第二話 答えの先にあるもの
「力は、生まれついて決まっているものだけではない。」
律は話し始めた。声色は変わらなかったが、湊は心なしか力強く感じた。
「もちろん才能も大切です。
しかし、それ以上に重要なことは、
"考え、試し、挑み続ける"
ことだと俺は思います。」
新入生のみんなは、律の言葉に真剣に耳を傾けている。
まるで、一言も聞き逃すまいとしているかのようだった。
それは湊も同じだった。
「俺は、常に自分の限界を疑っていました。
そして、失敗を恐れずに何度も挑戦と調整を繰り返して来ました。」
律は過去を懐かしむように、そして少し楽しそうに話を続けていった。
「もちろん、全てが順風満帆にいったわけではありませんでした。
いくつもの壁にぶつかり、何度挫けそうになったかわかりません。
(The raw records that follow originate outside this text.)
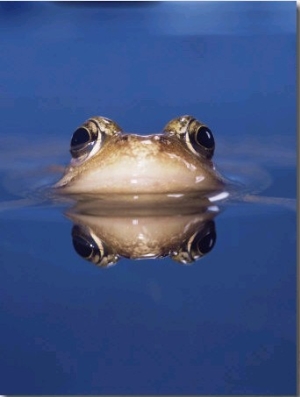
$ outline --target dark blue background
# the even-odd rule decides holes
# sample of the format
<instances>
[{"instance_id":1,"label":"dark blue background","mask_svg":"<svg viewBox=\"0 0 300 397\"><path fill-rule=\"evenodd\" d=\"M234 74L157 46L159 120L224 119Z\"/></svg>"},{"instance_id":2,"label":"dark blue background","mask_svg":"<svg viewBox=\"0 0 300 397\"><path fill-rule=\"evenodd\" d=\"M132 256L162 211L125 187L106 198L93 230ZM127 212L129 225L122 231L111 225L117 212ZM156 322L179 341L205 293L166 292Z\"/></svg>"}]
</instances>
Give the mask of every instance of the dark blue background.
<instances>
[{"instance_id":1,"label":"dark blue background","mask_svg":"<svg viewBox=\"0 0 300 397\"><path fill-rule=\"evenodd\" d=\"M295 198L295 2L12 2L0 26L2 201L26 186L10 171L67 163L97 114L139 133L193 114L216 162L246 152L265 194ZM75 254L60 208L0 222L1 393L296 393L295 212L228 206L193 266L108 270Z\"/></svg>"}]
</instances>

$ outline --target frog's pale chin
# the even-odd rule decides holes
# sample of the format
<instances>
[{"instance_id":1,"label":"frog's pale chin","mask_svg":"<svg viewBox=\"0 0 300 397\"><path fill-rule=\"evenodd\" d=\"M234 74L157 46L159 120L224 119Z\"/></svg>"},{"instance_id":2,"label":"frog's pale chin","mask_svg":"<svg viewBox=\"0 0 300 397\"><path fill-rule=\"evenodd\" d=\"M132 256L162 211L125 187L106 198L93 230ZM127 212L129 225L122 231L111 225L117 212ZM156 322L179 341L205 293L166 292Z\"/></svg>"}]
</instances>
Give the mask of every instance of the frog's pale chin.
<instances>
[{"instance_id":1,"label":"frog's pale chin","mask_svg":"<svg viewBox=\"0 0 300 397\"><path fill-rule=\"evenodd\" d=\"M128 163L118 163L80 173L71 179L66 175L56 187L70 194L178 194L218 191L224 183L213 170L191 170L157 163L131 168Z\"/></svg>"}]
</instances>

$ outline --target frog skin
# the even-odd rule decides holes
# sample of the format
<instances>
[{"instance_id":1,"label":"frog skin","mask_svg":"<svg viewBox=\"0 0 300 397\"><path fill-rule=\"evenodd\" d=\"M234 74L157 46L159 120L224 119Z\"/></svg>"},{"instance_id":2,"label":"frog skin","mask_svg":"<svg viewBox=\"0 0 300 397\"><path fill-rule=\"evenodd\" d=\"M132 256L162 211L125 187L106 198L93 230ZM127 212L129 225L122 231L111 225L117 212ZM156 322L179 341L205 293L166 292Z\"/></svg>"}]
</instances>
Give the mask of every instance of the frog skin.
<instances>
[{"instance_id":1,"label":"frog skin","mask_svg":"<svg viewBox=\"0 0 300 397\"><path fill-rule=\"evenodd\" d=\"M55 188L66 194L176 195L220 192L211 130L192 116L171 120L161 134L125 134L93 117L73 134L72 160Z\"/></svg>"}]
</instances>

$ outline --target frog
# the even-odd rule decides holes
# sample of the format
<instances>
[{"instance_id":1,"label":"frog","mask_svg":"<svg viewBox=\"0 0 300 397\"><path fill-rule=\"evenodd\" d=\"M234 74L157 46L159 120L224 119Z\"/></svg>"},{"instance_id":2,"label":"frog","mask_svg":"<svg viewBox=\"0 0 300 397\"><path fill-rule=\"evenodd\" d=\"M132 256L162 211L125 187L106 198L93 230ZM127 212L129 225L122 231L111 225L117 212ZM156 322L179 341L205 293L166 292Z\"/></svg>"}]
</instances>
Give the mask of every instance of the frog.
<instances>
[{"instance_id":1,"label":"frog","mask_svg":"<svg viewBox=\"0 0 300 397\"><path fill-rule=\"evenodd\" d=\"M18 141L21 138L18 137ZM124 133L111 119L91 117L72 135L72 159L67 166L60 160L57 164L53 161L58 155L65 158L65 143L49 142L45 151L45 142L40 143L41 146L37 142L35 146L30 145L28 152L24 150L25 141L24 145L14 147L12 154L11 146L17 138L12 136L11 139L7 150L2 150L0 166L6 170L12 156L19 159L19 162L9 163L13 173L2 181L7 191L17 198L2 201L0 212L38 203L64 206L74 201L86 201L87 206L94 206L95 199L96 202L99 200L96 206L105 208L105 211L117 206L127 212L138 205L143 211L152 208L160 213L169 210L178 213L178 209L182 212L235 202L279 205L292 211L296 208L294 198L260 194L272 183L260 161L265 159L268 164L270 157L266 155L277 153L279 148L276 145L266 150L264 145L256 144L255 150L251 151L250 162L248 160L244 164L245 145L237 151L230 144L230 156L227 153L229 165L220 161L221 168L217 169L213 162L216 144L211 129L189 115L172 119L162 132L152 135ZM5 142L2 146L5 147ZM221 139L219 146L224 157ZM246 146L248 152L252 147L250 142ZM280 159L290 159L293 163L293 154L283 156L282 150L280 147L281 156L272 156L276 164ZM35 156L41 165L44 162L49 165L35 168L35 162L32 162ZM23 163L24 174L20 168ZM27 169L31 164L32 170Z\"/></svg>"},{"instance_id":2,"label":"frog","mask_svg":"<svg viewBox=\"0 0 300 397\"><path fill-rule=\"evenodd\" d=\"M215 146L211 129L191 115L172 119L152 135L124 133L109 118L91 117L74 131L71 162L54 188L109 200L220 193L226 181L212 161Z\"/></svg>"}]
</instances>

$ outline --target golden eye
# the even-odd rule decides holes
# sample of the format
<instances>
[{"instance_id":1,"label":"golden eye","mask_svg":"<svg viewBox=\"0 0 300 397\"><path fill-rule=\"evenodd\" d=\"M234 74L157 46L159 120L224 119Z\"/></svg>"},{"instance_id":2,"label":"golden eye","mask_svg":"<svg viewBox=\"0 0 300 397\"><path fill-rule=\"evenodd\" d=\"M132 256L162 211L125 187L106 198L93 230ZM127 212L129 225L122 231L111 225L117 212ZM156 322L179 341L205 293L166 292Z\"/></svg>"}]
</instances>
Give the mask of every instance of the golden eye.
<instances>
[{"instance_id":1,"label":"golden eye","mask_svg":"<svg viewBox=\"0 0 300 397\"><path fill-rule=\"evenodd\" d=\"M87 127L79 127L73 133L70 152L73 158L90 153L98 139L98 132Z\"/></svg>"},{"instance_id":2,"label":"golden eye","mask_svg":"<svg viewBox=\"0 0 300 397\"><path fill-rule=\"evenodd\" d=\"M101 149L108 137L121 132L118 124L106 117L90 118L73 133L70 145L73 159L86 160Z\"/></svg>"},{"instance_id":3,"label":"golden eye","mask_svg":"<svg viewBox=\"0 0 300 397\"><path fill-rule=\"evenodd\" d=\"M215 140L211 130L198 120L192 120L186 132L186 143L190 149L207 159L211 159L215 150Z\"/></svg>"},{"instance_id":4,"label":"golden eye","mask_svg":"<svg viewBox=\"0 0 300 397\"><path fill-rule=\"evenodd\" d=\"M198 130L193 134L194 144L202 146L205 149L211 150L215 147L215 140L211 130L204 125L199 127Z\"/></svg>"},{"instance_id":5,"label":"golden eye","mask_svg":"<svg viewBox=\"0 0 300 397\"><path fill-rule=\"evenodd\" d=\"M180 116L165 126L164 133L176 135L186 143L188 149L202 157L211 159L215 150L215 140L211 130L193 116Z\"/></svg>"}]
</instances>

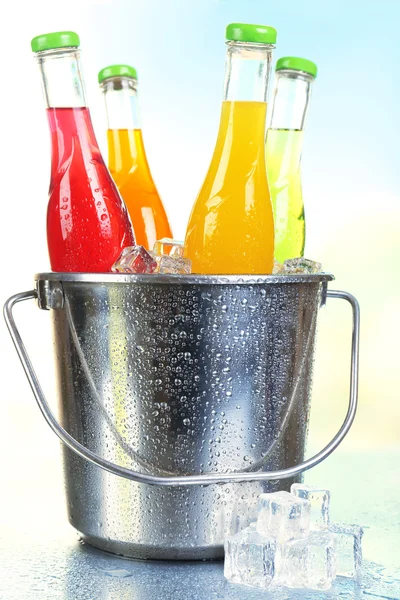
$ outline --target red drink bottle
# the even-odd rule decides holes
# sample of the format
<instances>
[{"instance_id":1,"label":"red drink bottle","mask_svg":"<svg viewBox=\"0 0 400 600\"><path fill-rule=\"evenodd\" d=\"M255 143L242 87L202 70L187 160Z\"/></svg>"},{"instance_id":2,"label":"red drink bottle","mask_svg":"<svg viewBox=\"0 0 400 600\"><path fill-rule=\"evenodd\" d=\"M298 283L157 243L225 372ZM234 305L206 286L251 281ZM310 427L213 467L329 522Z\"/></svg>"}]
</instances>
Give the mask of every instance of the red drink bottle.
<instances>
[{"instance_id":1,"label":"red drink bottle","mask_svg":"<svg viewBox=\"0 0 400 600\"><path fill-rule=\"evenodd\" d=\"M47 245L53 271L107 272L135 239L93 131L79 43L71 31L32 40L51 132Z\"/></svg>"}]
</instances>

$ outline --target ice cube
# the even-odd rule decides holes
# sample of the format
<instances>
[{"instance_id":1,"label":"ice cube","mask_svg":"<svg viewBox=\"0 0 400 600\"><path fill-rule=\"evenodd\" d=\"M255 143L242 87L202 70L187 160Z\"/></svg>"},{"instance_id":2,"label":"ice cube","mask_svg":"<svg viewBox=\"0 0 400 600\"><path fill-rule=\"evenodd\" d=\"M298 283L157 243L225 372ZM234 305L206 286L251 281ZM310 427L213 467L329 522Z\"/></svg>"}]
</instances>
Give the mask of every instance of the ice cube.
<instances>
[{"instance_id":1,"label":"ice cube","mask_svg":"<svg viewBox=\"0 0 400 600\"><path fill-rule=\"evenodd\" d=\"M257 504L249 502L247 498L236 498L229 522L229 535L233 535L246 527L255 529L257 518Z\"/></svg>"},{"instance_id":2,"label":"ice cube","mask_svg":"<svg viewBox=\"0 0 400 600\"><path fill-rule=\"evenodd\" d=\"M258 497L257 531L279 543L302 538L310 530L310 502L289 492L260 494Z\"/></svg>"},{"instance_id":3,"label":"ice cube","mask_svg":"<svg viewBox=\"0 0 400 600\"><path fill-rule=\"evenodd\" d=\"M263 538L254 526L225 538L224 575L232 583L267 588L275 574L278 544Z\"/></svg>"},{"instance_id":4,"label":"ice cube","mask_svg":"<svg viewBox=\"0 0 400 600\"><path fill-rule=\"evenodd\" d=\"M181 275L189 275L192 272L192 261L188 258L178 256L158 256L153 253L158 268L158 273L180 273Z\"/></svg>"},{"instance_id":5,"label":"ice cube","mask_svg":"<svg viewBox=\"0 0 400 600\"><path fill-rule=\"evenodd\" d=\"M113 273L154 273L156 269L157 262L143 246L124 248L111 267Z\"/></svg>"},{"instance_id":6,"label":"ice cube","mask_svg":"<svg viewBox=\"0 0 400 600\"><path fill-rule=\"evenodd\" d=\"M329 490L312 487L303 483L293 483L290 491L297 498L310 501L310 529L312 531L329 529L329 502L331 498Z\"/></svg>"},{"instance_id":7,"label":"ice cube","mask_svg":"<svg viewBox=\"0 0 400 600\"><path fill-rule=\"evenodd\" d=\"M336 577L336 536L314 531L283 544L274 585L328 590Z\"/></svg>"},{"instance_id":8,"label":"ice cube","mask_svg":"<svg viewBox=\"0 0 400 600\"><path fill-rule=\"evenodd\" d=\"M168 256L183 258L183 242L173 240L172 238L162 238L155 242L153 252L159 256L166 254Z\"/></svg>"},{"instance_id":9,"label":"ice cube","mask_svg":"<svg viewBox=\"0 0 400 600\"><path fill-rule=\"evenodd\" d=\"M356 582L361 579L363 528L359 525L336 523L329 531L337 537L337 574Z\"/></svg>"},{"instance_id":10,"label":"ice cube","mask_svg":"<svg viewBox=\"0 0 400 600\"><path fill-rule=\"evenodd\" d=\"M285 275L294 273L321 273L322 265L308 258L289 258L283 263L283 272Z\"/></svg>"},{"instance_id":11,"label":"ice cube","mask_svg":"<svg viewBox=\"0 0 400 600\"><path fill-rule=\"evenodd\" d=\"M274 266L272 269L272 273L273 273L273 275L283 275L283 273L284 273L283 264L278 262L277 260L274 260Z\"/></svg>"}]
</instances>

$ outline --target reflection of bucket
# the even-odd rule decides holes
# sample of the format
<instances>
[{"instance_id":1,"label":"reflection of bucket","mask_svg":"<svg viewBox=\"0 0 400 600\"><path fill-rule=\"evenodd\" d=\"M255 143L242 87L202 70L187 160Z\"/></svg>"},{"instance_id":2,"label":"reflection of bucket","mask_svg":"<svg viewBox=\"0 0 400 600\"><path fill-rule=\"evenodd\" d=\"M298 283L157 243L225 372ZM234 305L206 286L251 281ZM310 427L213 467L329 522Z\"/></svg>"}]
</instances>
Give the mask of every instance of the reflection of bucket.
<instances>
[{"instance_id":1,"label":"reflection of bucket","mask_svg":"<svg viewBox=\"0 0 400 600\"><path fill-rule=\"evenodd\" d=\"M39 305L53 309L64 428L107 465L143 474L116 477L65 448L69 518L84 540L141 558L219 557L235 509L251 516L260 492L289 488L301 469L275 482L259 471L303 460L317 314L331 279L38 276ZM33 295L6 309L23 362L11 308ZM354 374L354 340L353 359ZM138 482L232 471L247 481Z\"/></svg>"}]
</instances>

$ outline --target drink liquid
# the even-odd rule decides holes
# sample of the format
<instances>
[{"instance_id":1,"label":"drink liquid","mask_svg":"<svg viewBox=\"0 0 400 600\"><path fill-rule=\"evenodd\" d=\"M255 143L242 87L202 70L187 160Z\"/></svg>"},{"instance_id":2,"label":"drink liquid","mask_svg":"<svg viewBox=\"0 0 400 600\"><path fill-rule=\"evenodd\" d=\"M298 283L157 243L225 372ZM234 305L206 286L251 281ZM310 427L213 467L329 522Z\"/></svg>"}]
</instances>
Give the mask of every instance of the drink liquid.
<instances>
[{"instance_id":1,"label":"drink liquid","mask_svg":"<svg viewBox=\"0 0 400 600\"><path fill-rule=\"evenodd\" d=\"M265 102L225 101L216 148L192 212L194 273L270 273L273 217L265 172Z\"/></svg>"},{"instance_id":2,"label":"drink liquid","mask_svg":"<svg viewBox=\"0 0 400 600\"><path fill-rule=\"evenodd\" d=\"M236 23L227 27L227 39L219 133L190 215L185 256L194 273L266 274L273 267L274 222L265 119L276 31Z\"/></svg>"},{"instance_id":3,"label":"drink liquid","mask_svg":"<svg viewBox=\"0 0 400 600\"><path fill-rule=\"evenodd\" d=\"M89 111L48 108L47 116L52 140L47 211L51 268L110 271L122 249L134 241L94 139Z\"/></svg>"},{"instance_id":4,"label":"drink liquid","mask_svg":"<svg viewBox=\"0 0 400 600\"><path fill-rule=\"evenodd\" d=\"M303 131L299 129L268 129L266 155L275 219L275 258L281 263L304 254L305 222L300 178L302 144Z\"/></svg>"},{"instance_id":5,"label":"drink liquid","mask_svg":"<svg viewBox=\"0 0 400 600\"><path fill-rule=\"evenodd\" d=\"M94 135L78 46L73 32L32 40L51 132L48 249L53 271L108 272L135 239Z\"/></svg>"},{"instance_id":6,"label":"drink liquid","mask_svg":"<svg viewBox=\"0 0 400 600\"><path fill-rule=\"evenodd\" d=\"M305 218L301 188L304 123L317 67L284 57L276 64L266 161L275 219L275 258L283 263L304 255Z\"/></svg>"},{"instance_id":7,"label":"drink liquid","mask_svg":"<svg viewBox=\"0 0 400 600\"><path fill-rule=\"evenodd\" d=\"M172 237L164 206L151 176L139 125L137 74L128 65L102 69L99 82L108 119L108 165L129 211L136 243L152 250Z\"/></svg>"}]
</instances>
」
律は少し微笑んだ。あの時の苦悩を他の世代に共有できたのが、嬉しかったのだろう。
「そんな時、俺はいつも自分にこう問いかける。
"ここがお前の限界点か?お前の探究は終わりなのか?"と。」
律の声は透き通り、しかし深く、講堂の空気に混ざっていった。
「だから、俺がここまで強くなれたのは、常に自分を信じ、"超え続けていた"からです。」
話を〆るように、律は話し終えた。
「少し、話しすぎてしまったかな?」
律は照れくさそうに微笑み、そう呟いた。
律は軽く咳払いをすると、話を切り替えるように口を開いた。
「さぁ。まだ時間はあります。他に質問がある人は?」
その時、1人の男子が手を挙げ問いかけた。
「四天王一位はどんな人なんですか?」
その質問の後、ざわめきは大きくなった。
「確かに気になる!」
「やっぱり強いの!?」
「どんな人なんだろう!」
そんな疑問が新入生から次々と出てくる。
そんな中、その質問を聞いた律は、少し困ったように笑った。
「そうですね…」
律は少し間をおいて話した。
「あいつは強いですよ。
強さなら右に出る者はいないし、容姿端麗、成績優秀なハイスペックです。」
新入生からは、感動の声が漏れていた。
「ですが….…」
律は申し訳なさそうに言った。
「あいつは絶望的なほど方向音痴なんです」
「………え?」
みんなから、驚きの声が聞こえてきた。
「1人になると学校さえ辿り着けずいつも遅刻ばかり。
挙句の果てには、空から学校を探して、見つけたら突撃してくることもあります。」
新入生は、想像と全く違う人物像に、声さえ出なくなっていた。
次の瞬間、
パリーン!!
壁の窓ガラスが激しく砕け散り甲高い音を響かせた。
新入生たちが悲鳴をあげる。
割れた窓から、1人の少女が軽やかに着地した。
長い髪を風になびかせながら、平然と立ち上がった。
「あ、やっぱりここだ。」
散歩にでも来たような軽い口調でそう言った。
新入生は驚きで言葉を失った。
「まさに、こんな感じでね。」
律は呆れたように、ため息をついた。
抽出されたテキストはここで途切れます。